Andere Staats- und Regierungschefs der G7-Länder spotteten über den russischen Präsidenten Wladimir Putin, als sie sich zu Beginn des dreitägigen Gipfels zu einem Gruppenfoto versammelten.

Der britische Premierminister Boris Johnson schlug den Staats- und Regierungschefs vor, ihre Brust zu entblößen und "ihnen unsere Brustmuskeln zu zeigen".

Der kanadische Premierminister Justin Trudeau sagte: "Wir werden uns mit nacktem Oberkörper beim Reiten zeigen", woraufhin die Präsidentin der Europäischen Union, Ursula von der Leyen, antwortete: "Oh ja.

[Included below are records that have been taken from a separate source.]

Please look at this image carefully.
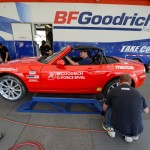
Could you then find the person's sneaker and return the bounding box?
[125,136,133,143]
[132,136,139,141]
[0,133,4,140]
[102,122,116,138]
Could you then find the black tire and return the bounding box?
[0,75,27,102]
[102,78,119,97]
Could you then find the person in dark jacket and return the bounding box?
[0,43,10,62]
[102,74,149,142]
[39,40,53,57]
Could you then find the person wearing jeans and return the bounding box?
[102,74,149,142]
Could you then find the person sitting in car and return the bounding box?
[66,50,92,65]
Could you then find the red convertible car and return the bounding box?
[0,46,146,102]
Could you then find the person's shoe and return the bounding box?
[132,135,139,141]
[0,133,4,140]
[102,122,116,138]
[125,136,133,143]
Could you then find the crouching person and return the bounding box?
[102,74,149,142]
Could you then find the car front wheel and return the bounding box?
[0,75,26,102]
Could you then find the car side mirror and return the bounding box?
[56,59,65,68]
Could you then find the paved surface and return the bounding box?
[0,74,150,150]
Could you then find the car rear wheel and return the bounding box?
[103,78,119,97]
[0,75,27,102]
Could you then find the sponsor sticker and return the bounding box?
[29,70,36,74]
[48,71,86,80]
[26,75,39,79]
[115,66,134,70]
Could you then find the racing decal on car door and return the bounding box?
[0,68,18,71]
[48,71,86,80]
[26,75,40,82]
[115,66,134,70]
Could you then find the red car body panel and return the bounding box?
[0,46,146,94]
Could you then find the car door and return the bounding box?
[41,61,101,93]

Reiten ist das Beste."

Großbritannien, Kanada, Japan und die Vereinigten Staaten schlugen ein Verbot von Goldimporten aus Russland vor, das auf wohlhabende Russen abzielt, die sichere Goldbarren gekauft haben, um die finanziellen Auswirkungen der westlichen Sanktionen zu verringern.

Es wird erwartet, dass die in den bayerischen Alpen versammelten Staats- und Regierungschefs auch über eine mögliche Preisobergrenze für russisches Öl und die Bemühungen zur Bekämpfung der weltweit steigenden Lebensmittel- und Energiepreise sprechen werden.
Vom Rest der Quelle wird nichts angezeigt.